Well, it’s Comic-Con time. I haven’t gone in two years. I imagine I’ll go back someday, maybe. I love that show and hate it in equal measure, and always have, ever since my first one, more than ten years ago (back when they only filled about half the convention center).

The San Diego Convention Center

So here’s my favorite Comic-Con experience. This happened the year that the Tomb Raider movie came out, whatever year that was. I’m too lazy to Google it.

Along the back of the convention center, there’s a bank of glass doors, the kind with a big aluminum push-handle running horizontally across the middle. I’d been sneaking out those doors to get a smoke every once in a while (I smoked cigarettes back then — I know, weird, right?) At some point, though, all the doors got locked, except for one, which had been propped open with an empty soda can. I stepped outside, lit my cigarette, and noticed that there were velvet ropes and security guards surrounding me. Since the security guards didn’t say anything, I assumed that this was to keep me out of something (a common experience at Comic-Con), so I sat down on the steps and didn’t think anything more about it.

That’s when Angelina Jolie, and a retinue of bodyguards, came running down the steps I had been sitting on. I hopped up out of the way. A crowd of fans appeared along the velvet ropes, screaming at her. One of them, a young woman, was crying, and pointing at a tattoo of Angelina on her arm. “Look at me!” she screamed. “I love you!”

I think I can understand why some celebrities don’t let their employees look them in the eyes. Those fans were intense. The looks coming off their faces were intense. Their eyes were soul-sucking. After a while, you probably get scared of people’s eyes generally.

Jolie kept her head down, ran, along with her bodyguards, down the path that had been laid out for her by the velvet ropes, and disappeared.

“Wow,” I said to one of the security guards. I started to sit on the steps again.

“Why don’t you just stay right there for a minute?” she said to me, gesturing me away from the steps, but not in a mean way.

Just a little bit later, Halle Berry came walking from the direction that Angelina had disappeared into. I didn’t realize who it was at first. No fans followed her (I realized later that Jolie had been coming back from a panel, so people had probably left the panel and guessed where she would be, but Berry was on her way to a panel, and nobody even knew she was here).

She stopped before getting on the steps, smiled at me, and said, “Hello.”

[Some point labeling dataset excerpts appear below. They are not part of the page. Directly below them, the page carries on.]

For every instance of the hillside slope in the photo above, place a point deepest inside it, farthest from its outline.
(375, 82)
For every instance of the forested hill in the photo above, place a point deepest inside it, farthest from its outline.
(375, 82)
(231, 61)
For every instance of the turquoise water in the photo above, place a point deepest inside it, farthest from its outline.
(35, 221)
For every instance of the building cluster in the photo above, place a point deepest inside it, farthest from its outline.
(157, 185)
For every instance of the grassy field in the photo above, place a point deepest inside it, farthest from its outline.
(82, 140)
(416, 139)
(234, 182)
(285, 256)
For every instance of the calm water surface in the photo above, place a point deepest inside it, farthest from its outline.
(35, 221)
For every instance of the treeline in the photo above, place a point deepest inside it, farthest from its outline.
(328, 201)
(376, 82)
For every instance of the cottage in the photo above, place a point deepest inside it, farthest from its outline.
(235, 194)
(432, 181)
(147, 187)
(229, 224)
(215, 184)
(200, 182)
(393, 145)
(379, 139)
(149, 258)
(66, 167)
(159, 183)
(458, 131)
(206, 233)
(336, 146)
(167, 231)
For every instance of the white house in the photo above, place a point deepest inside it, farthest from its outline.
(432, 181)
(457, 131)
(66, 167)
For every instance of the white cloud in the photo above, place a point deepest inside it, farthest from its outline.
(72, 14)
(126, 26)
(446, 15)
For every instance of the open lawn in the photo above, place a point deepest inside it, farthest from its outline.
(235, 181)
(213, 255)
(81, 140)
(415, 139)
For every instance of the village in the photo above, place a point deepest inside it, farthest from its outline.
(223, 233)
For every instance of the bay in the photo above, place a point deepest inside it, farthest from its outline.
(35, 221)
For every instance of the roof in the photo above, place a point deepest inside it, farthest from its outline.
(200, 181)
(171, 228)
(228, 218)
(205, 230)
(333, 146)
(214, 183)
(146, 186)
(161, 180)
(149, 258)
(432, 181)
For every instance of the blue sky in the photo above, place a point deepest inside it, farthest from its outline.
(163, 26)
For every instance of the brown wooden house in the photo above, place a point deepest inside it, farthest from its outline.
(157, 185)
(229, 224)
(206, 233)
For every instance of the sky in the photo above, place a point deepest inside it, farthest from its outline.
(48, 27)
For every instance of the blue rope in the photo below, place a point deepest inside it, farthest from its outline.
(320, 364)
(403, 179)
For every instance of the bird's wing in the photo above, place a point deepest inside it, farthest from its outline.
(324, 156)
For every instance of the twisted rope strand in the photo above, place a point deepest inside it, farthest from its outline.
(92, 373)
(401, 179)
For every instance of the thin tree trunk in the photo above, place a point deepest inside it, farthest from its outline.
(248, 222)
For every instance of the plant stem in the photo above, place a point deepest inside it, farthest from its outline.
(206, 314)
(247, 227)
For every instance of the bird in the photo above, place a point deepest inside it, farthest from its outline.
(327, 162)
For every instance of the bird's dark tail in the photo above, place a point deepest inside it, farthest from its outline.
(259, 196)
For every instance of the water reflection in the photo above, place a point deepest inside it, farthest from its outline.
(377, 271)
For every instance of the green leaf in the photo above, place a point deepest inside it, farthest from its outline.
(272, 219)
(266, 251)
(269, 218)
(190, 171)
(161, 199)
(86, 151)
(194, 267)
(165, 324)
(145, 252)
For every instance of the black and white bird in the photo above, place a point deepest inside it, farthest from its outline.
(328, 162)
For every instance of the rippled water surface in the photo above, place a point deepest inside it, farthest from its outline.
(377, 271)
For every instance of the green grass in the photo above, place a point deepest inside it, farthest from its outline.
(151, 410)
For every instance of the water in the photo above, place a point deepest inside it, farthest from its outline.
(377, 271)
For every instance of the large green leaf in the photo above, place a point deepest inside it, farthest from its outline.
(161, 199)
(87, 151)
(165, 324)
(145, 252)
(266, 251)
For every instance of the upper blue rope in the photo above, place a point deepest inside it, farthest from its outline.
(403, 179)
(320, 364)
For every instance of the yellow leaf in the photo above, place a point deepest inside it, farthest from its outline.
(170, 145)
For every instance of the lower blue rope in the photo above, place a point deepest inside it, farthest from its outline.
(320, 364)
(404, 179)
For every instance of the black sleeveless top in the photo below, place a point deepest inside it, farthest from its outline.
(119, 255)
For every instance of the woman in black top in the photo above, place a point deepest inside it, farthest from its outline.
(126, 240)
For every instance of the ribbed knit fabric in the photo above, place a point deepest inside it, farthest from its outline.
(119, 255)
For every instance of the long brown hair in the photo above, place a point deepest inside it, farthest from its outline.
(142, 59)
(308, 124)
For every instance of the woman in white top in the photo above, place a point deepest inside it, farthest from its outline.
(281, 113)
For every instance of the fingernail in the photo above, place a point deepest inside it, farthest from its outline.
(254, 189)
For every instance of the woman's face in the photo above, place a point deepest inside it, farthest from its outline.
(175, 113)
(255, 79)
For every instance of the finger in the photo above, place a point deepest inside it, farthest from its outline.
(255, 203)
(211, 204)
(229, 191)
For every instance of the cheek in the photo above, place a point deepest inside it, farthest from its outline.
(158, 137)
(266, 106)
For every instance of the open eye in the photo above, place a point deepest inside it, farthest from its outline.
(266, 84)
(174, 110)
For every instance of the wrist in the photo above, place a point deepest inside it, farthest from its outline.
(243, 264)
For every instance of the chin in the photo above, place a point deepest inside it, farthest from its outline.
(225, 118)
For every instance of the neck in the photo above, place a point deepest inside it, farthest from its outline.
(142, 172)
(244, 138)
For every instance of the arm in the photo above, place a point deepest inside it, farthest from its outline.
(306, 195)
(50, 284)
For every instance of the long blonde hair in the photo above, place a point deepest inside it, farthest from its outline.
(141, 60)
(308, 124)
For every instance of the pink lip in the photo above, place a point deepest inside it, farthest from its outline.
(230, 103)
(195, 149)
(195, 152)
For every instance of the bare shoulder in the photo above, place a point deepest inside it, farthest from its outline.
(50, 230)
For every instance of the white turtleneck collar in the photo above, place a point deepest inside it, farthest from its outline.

I hadn’t realized yet that it was Halle Berry. I thought to myself: Who is this amazingly pretty, amazingly short woman with the amazingly large head, talking to me?

I said, “Hello.”

Then I realized who it was.

Then she went up the steps.

I left then. I went to the concession area to get some food. I bought a slice of pizza. There was nowhere to sit in the concession area (of course), so I ended up sitting in the outer lobby of the convention center, on the floor, in a corner. Some guy squatted next to me, facing the very corner, talking on his cellphone. I didn’t look at him until a line formed behind his back.

“Mr. Tarantino,” said some kid. “I love your movies! Can I get an autograph?”

All this happened in the span of about fifteen minutes. I never had another celebrity encounter at Comic-Con, for all the years I attended, unless you count the time in the U. S. Grant hotel lobby that Stan Lee asked me where the bathroom was. I don’t count that.